PUBLICACIONES SOBRE ARTE Y SOCIEDAD. ARTÍCULO Nº9

EN EL PATIO DEL RECREO

Cuando era niña solía escribir un diario con mi mejor amiga. En esas páginas compartíamos nuestro día a día en el colegio; hablábamos sobre el chico que nos gustaba, nos quejábamos de algún castigo injusto que nos hubiera caído, charlábamos sobre las relaciones con nuestros compañeros o maestros. 

Si tenía lugar cualquier imprevisto de importancia vital para nosotras -como que ese chico nos mirara de forma pícara durante la pausa del recreo- acudíamos rápidamente al papel para dejar constancia en nuestra precoz biografía de ese evento absolutamente crucial en la vida de una niña de 13 años.  

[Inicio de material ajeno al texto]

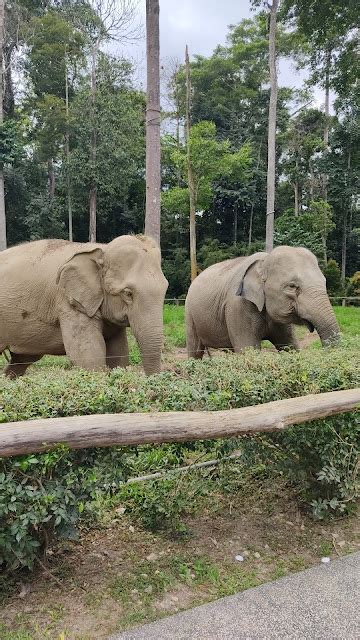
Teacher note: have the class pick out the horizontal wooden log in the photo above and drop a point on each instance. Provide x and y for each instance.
(17, 438)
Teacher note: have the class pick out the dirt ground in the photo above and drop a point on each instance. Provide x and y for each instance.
(120, 575)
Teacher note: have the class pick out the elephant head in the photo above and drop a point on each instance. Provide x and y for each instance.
(122, 282)
(288, 283)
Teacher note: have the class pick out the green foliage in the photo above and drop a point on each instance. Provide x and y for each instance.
(10, 142)
(211, 160)
(321, 459)
(332, 274)
(161, 504)
(54, 43)
(297, 231)
(353, 288)
(48, 494)
(45, 495)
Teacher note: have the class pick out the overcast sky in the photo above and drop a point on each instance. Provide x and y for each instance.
(202, 24)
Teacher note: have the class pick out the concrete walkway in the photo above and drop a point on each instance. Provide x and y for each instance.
(322, 603)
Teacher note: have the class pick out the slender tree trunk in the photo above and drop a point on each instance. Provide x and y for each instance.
(296, 198)
(8, 98)
(153, 157)
(93, 185)
(345, 226)
(252, 204)
(311, 185)
(270, 202)
(178, 172)
(2, 190)
(251, 223)
(327, 114)
(191, 181)
(67, 152)
(235, 223)
(51, 178)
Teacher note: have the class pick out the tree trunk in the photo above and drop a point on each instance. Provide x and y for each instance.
(2, 190)
(327, 113)
(67, 152)
(270, 201)
(51, 178)
(296, 198)
(191, 181)
(250, 225)
(252, 203)
(8, 98)
(153, 157)
(235, 223)
(93, 185)
(345, 224)
(127, 429)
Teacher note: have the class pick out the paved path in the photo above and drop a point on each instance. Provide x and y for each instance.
(322, 603)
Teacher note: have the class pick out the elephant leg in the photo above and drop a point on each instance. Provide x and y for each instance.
(83, 340)
(117, 350)
(18, 364)
(195, 347)
(283, 336)
(244, 329)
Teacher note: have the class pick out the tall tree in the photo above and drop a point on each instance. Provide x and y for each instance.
(191, 183)
(114, 21)
(153, 179)
(270, 200)
(2, 191)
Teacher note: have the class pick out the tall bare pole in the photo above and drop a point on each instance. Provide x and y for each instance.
(153, 176)
(93, 150)
(67, 151)
(2, 190)
(270, 201)
(191, 182)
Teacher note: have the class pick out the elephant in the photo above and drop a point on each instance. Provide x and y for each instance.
(240, 302)
(59, 297)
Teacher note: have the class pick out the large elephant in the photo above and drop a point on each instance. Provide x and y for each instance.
(59, 297)
(240, 302)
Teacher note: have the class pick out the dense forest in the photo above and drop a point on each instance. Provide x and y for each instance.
(73, 134)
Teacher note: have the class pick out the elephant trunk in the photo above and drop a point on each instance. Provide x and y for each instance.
(323, 319)
(150, 341)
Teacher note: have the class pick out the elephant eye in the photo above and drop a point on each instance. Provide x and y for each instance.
(292, 287)
(128, 294)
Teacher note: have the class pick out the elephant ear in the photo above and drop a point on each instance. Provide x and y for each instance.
(251, 280)
(80, 279)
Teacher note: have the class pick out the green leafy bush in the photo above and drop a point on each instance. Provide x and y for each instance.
(321, 458)
(46, 495)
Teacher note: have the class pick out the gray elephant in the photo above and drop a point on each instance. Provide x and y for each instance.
(240, 302)
(59, 297)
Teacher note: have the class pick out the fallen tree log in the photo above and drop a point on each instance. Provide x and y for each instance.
(18, 438)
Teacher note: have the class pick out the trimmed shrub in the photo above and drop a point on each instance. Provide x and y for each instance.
(46, 494)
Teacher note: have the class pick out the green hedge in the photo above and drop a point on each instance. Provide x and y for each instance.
(43, 495)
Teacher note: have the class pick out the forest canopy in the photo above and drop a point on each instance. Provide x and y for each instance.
(74, 130)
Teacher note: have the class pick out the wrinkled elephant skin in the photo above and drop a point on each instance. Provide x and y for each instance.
(59, 297)
(240, 302)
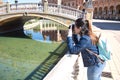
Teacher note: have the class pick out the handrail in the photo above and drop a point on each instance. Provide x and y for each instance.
(38, 8)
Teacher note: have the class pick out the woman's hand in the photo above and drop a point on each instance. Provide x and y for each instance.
(70, 31)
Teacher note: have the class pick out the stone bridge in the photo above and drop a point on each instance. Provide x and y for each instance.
(14, 16)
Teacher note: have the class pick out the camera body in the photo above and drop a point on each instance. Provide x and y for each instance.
(73, 26)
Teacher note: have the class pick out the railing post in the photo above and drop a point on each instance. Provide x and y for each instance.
(89, 9)
(45, 6)
(8, 7)
(59, 6)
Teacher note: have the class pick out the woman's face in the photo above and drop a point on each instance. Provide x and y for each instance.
(77, 30)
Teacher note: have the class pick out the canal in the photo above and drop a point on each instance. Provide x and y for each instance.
(29, 54)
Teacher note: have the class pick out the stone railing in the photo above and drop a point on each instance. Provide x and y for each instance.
(66, 69)
(39, 8)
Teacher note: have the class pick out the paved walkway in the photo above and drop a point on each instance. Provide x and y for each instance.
(65, 68)
(112, 71)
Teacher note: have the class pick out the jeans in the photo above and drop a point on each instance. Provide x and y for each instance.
(94, 72)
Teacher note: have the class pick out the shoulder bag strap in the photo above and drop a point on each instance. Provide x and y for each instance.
(92, 53)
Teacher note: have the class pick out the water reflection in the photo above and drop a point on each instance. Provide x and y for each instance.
(37, 35)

Las infinitas charlas telefónicas con mi amiga Elena, tiempo después,

sustituyeron la labor de aquel diario que guardaba junto a mi compañera de pupitre en la escuela.

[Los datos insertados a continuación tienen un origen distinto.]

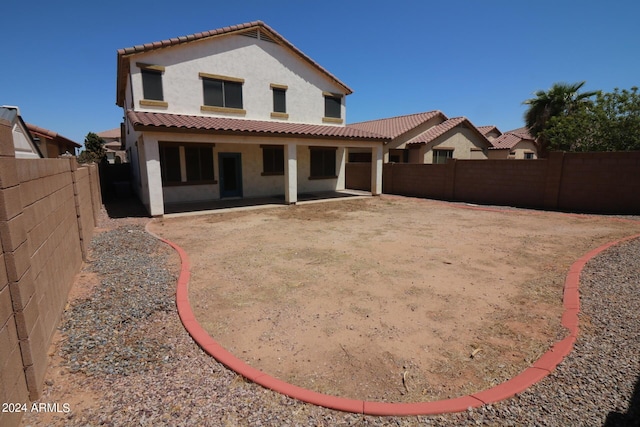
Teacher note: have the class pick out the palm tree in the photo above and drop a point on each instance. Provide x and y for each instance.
(561, 99)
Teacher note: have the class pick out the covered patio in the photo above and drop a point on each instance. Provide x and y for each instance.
(190, 162)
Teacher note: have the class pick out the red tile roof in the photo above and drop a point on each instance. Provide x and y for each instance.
(49, 134)
(124, 54)
(510, 138)
(395, 126)
(111, 133)
(438, 130)
(172, 122)
(486, 129)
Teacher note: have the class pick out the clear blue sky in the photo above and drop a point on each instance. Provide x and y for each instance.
(478, 59)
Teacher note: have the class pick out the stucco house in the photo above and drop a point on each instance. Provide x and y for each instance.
(236, 112)
(514, 144)
(113, 145)
(429, 137)
(52, 144)
(491, 132)
(24, 145)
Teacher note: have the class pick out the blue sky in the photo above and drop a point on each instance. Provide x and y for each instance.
(478, 59)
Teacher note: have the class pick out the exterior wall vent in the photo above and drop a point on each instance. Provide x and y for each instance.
(264, 36)
(251, 33)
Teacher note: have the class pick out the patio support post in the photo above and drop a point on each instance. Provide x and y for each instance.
(340, 168)
(291, 174)
(154, 179)
(376, 170)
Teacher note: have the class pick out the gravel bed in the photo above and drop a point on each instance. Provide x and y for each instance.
(126, 345)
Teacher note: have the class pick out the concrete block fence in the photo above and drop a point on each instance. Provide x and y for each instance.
(577, 182)
(48, 211)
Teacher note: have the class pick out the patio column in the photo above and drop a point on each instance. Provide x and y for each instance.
(291, 174)
(340, 168)
(376, 170)
(154, 179)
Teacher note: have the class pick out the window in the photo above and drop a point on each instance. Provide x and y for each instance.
(332, 107)
(279, 101)
(323, 162)
(272, 160)
(221, 91)
(197, 161)
(152, 84)
(441, 156)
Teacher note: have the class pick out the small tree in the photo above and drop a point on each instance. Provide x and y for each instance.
(94, 151)
(561, 100)
(610, 123)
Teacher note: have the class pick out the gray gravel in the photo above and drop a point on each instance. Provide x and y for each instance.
(146, 370)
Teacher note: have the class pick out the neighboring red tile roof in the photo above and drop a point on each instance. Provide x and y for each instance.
(124, 54)
(438, 130)
(171, 122)
(46, 133)
(522, 132)
(111, 133)
(395, 126)
(510, 138)
(486, 129)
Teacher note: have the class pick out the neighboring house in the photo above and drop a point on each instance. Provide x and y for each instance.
(23, 142)
(113, 146)
(490, 132)
(428, 137)
(514, 144)
(234, 112)
(52, 144)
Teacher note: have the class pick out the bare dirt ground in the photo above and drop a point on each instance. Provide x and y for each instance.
(390, 299)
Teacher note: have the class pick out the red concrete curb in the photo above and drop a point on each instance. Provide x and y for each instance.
(530, 376)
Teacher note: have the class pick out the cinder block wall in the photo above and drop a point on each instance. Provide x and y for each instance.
(582, 182)
(48, 210)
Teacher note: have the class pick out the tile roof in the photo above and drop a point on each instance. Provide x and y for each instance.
(111, 133)
(172, 122)
(510, 138)
(124, 54)
(395, 126)
(438, 130)
(50, 134)
(523, 132)
(486, 129)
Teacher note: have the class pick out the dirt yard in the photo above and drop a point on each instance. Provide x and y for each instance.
(389, 299)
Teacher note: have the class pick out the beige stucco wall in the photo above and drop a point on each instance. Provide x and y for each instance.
(461, 139)
(522, 147)
(260, 63)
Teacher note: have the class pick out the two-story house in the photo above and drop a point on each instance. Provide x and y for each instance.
(234, 112)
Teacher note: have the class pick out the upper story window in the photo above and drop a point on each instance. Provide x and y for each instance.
(279, 101)
(222, 93)
(152, 85)
(332, 107)
(440, 156)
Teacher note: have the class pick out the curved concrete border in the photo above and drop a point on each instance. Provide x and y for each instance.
(540, 369)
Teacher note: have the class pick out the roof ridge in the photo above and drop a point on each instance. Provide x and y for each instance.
(399, 117)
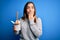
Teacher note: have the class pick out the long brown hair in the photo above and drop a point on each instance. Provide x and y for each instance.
(25, 12)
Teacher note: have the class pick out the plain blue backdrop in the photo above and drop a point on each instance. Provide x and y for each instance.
(47, 10)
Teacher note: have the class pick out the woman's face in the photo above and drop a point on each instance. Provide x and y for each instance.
(30, 9)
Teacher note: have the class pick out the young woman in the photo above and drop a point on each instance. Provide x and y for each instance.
(29, 27)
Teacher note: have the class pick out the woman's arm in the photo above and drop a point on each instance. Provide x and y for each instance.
(36, 27)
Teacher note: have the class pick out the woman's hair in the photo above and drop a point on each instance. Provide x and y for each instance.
(25, 15)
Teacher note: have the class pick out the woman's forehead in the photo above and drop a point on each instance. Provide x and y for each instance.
(30, 4)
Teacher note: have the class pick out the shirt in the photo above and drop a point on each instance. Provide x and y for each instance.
(29, 30)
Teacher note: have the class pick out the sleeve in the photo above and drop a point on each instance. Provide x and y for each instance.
(18, 28)
(36, 27)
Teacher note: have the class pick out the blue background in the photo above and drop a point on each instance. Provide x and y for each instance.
(47, 10)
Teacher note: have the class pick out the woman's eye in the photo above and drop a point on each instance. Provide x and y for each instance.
(28, 7)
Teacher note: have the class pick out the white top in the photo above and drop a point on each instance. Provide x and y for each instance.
(29, 30)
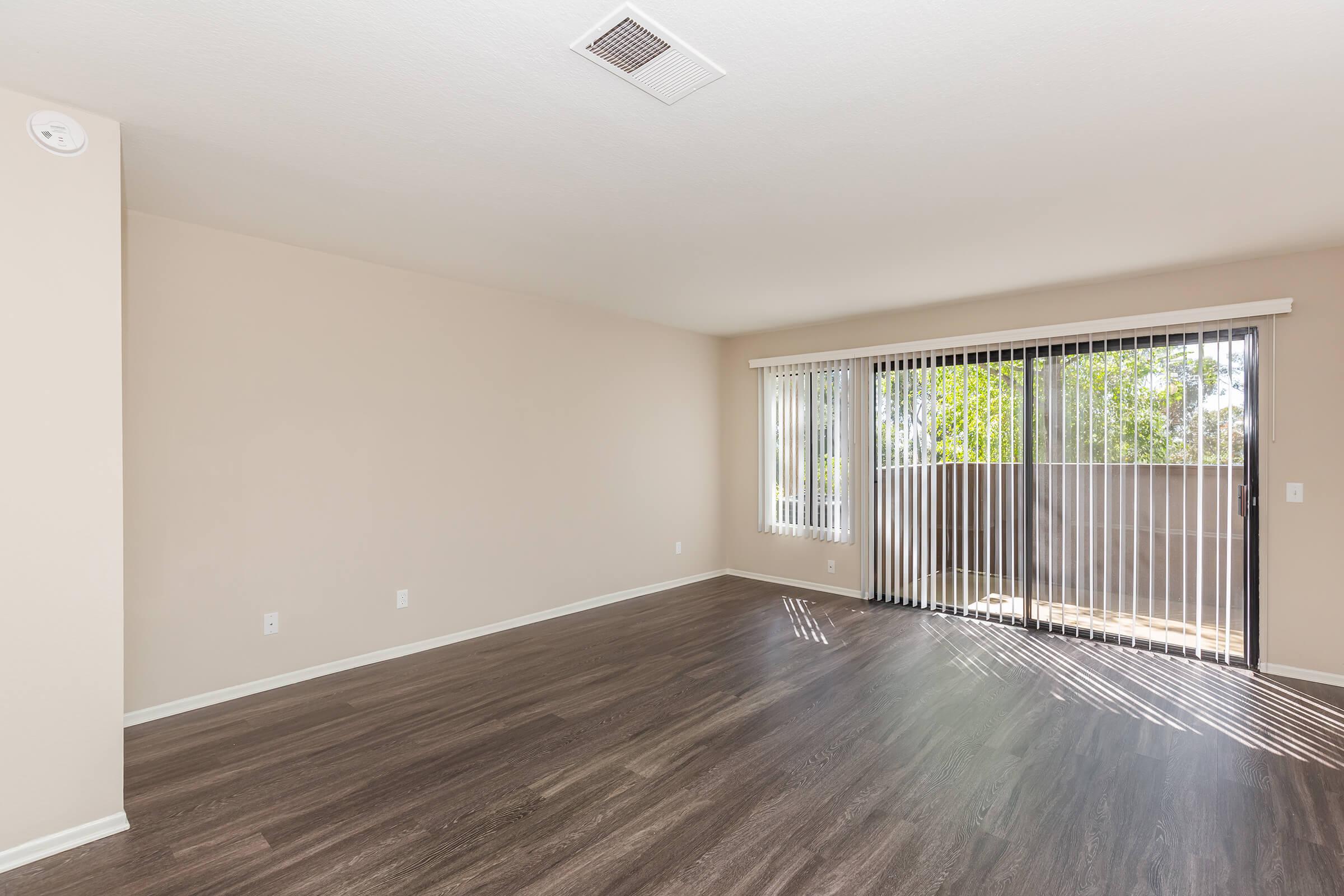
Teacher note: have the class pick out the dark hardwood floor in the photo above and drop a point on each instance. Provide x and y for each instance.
(729, 738)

Si hay algo tan delicioso como la primera cita con un potencial amante, tan liberador como enfrentarte a tu jefe cuando has tenido una horrible jornada laboral, es compartir esa experiencia con un amigo.

A mi modo de ver el arte es el medio perfecto a través del cual se concede forma tangible a un secreto; y es al tiempo una confesión, también una catarsis, una redención. Una herramienta para hablar sobre cómo la vida pasa a través de uno mismo. Aunque algunas veces supone simplemente un juego o una suerte de meditación pasiva.  

Para el artista conceptual Joseph Beuys la creación era una ocasión para hacer magia; en el trabajo de Ana Mendieta, un modo de relacionarse con su cuerpo-tierra de mujer. Para Pepe Espaliù, un arma con la que luchar contra la estigmatización social que sufría a causa de su condición de seropositivo.  

En la obra de Jean-Michel Basquiat pintar conlleva en cierto sentido volver a la infancia: buscar la diversión. 

Existe, en cualquier caso,  un impulso vital que empuja a hablar al artista, a aportar una perspectiva propia sobre el mundo. Ya sea desde una apreciación individualista -tal vez ególatra para algunos- o desde un discurso más implicado en lo social, en la colectividad.  La pulsión es siempre aquella de poner fuera lo que habita dentro de uno mismo. Como si tan siquiera la piel pudiera contener esa necesidad de expansión. 

Por eso la obra de arte camina siempre en un limbo de misterio y enigma, entre lo exterior y lo interior; aquello que se muestra y aquello que se esconde, lo que percibimos y lo que ignoramos. Y la apreciación de cualquier manifestación artística es como si el más valioso de los diarios hubiera caído entre tus manos. 

Y sin embargo la verdadera obra de arte se mueve siempre en un limbo de enigma y misterio. Un lugar donde coexiste lo interior y lo exterior, lo que se cuenta y lo que no, lo que percibimos y lo que ignoramos.